Additionally, the core idiom of Powered by the Apocalypse, and Forged in the Dark with it, when it comes to dice rolls is that what would be a “critical success” in other systems – when you roll the maximum possible result on the dice – here is just a success. The way results go are “Failure”, “Success with (generally negative) consequences”, or “Success”. This fundamentally leads to a grittier game. It’s also not completely my cup of tea for this genre of game – Fabula Ultima uses a wider result range, with a critical success equivalent of “Success with Opportunities” – creating a situation where the player can select the “English” they put on a result if they roll very well, instead of only the GM being able to put a spin on a result (and only in a direction that isn’t in the player’s favor.)
That said, if you like a grittier game, Dungeon World and Blades Against Darkness can fit that niche.
Fragged Empire (affiliate link) is a tabletop RPG of exploring the ruins of a post-human interstellar empire and attempting to regain contact with the various far-flung worlds and any inhabitants that remain on it, while also looking for lost technology and ancient relics of that empire. Much as Endless Legend provided a fantasy spin-off of Endless Space, Fragged Kingdom (affiliate link) does the same for Fragged Empire – adapting the concept to a fantasy setting that has been wracked by a magical calamity, using much of the same races. If you want to fit some of the more standard magical races in, there is an add-on (affiliate link) to Fragged Kingdom that will also cover the standard D&D races (Elves, Dwarves, Humans, and so on) as well.
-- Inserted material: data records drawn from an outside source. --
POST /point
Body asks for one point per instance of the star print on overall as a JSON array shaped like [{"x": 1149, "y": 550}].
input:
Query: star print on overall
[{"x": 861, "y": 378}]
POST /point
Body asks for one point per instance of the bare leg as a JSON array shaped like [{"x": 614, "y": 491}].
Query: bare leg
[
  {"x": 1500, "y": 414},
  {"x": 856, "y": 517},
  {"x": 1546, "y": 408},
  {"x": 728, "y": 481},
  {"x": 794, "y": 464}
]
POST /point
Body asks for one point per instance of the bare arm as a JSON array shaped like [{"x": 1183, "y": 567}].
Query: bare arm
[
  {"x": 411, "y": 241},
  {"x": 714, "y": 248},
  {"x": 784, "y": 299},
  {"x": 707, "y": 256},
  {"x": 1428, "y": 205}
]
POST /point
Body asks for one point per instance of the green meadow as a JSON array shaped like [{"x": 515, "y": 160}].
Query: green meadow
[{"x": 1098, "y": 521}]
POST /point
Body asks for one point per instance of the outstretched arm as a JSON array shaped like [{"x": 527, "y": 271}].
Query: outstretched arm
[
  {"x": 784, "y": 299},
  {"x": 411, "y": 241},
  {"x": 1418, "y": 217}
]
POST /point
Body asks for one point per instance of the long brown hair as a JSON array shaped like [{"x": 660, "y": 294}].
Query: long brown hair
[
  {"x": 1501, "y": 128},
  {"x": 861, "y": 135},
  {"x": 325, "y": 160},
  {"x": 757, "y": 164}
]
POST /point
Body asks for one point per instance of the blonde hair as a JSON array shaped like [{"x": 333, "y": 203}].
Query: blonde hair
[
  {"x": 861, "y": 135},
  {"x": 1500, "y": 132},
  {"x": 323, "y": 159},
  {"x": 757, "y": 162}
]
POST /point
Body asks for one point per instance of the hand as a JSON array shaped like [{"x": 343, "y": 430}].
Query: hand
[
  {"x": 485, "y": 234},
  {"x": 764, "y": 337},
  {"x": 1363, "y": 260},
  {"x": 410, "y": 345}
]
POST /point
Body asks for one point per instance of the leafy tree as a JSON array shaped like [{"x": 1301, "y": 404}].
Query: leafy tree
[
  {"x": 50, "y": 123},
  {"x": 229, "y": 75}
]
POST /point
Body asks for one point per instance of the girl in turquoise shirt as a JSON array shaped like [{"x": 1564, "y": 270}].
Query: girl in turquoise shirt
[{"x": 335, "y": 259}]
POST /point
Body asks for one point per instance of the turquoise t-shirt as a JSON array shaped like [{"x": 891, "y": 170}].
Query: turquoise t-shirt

Now, Fragged Kingdom is, much like Fragged Empire, designed around a particular idiom of play, one of exploration and re-discovery – which can certainly work well for a lot of Dungeon Fantasy games, and the “reconstruction after a calamity” also works well if you’re looking for a way to de-colonize your Dungeon Fantasy game. That said, this does entail a bit more fudging to make it something that will work for moving your players, and unless your existing campaign is based around this conceit, this isn’t something that would work quite as well for adapting your existing campaign.
The Cypher System (and possibly Ptolus)
Monte Cook several years back released the Cypher System (Affiliate Link) for the Science Fantasy role-playing game of Numenera and went on to adapt it to cross-genre play with the game The Strange. A few years back, Cook would go on to do a Kickstarter for his classic D&D 3e RPG setting of Ptolus: The City by the Spire (affiliate link), adapting it not only to 5th Edition but also to the Cypher System.
The Cypher System and Ptolus help give you a fully fleshed-out urban Dungeon Fantasy setting, with several smaller regular dungeons and a massive megadungeon, all for your characters to explore, with the various political factions of the city also fleshed out enough for you to move the focus to that if you don’t want to get into dungeon exploration.
That said, much as with Fragged Kingdom, this is a setting that is designed more significantly for a particular idiom. So, if you’re looking for a more urban game (in the same line as a game focused around Waterdeep & Undermountain in the Realms), this would work great – but if you’re looking for more wilderness travel this wouldn’t work as well.
That’s just a smattering of available options – there are numerous other games that would work incredibly well as well (I haven’t even touched any of the licensed games).
If there are any titles that you’d like to recommend as well, please share them in the comments.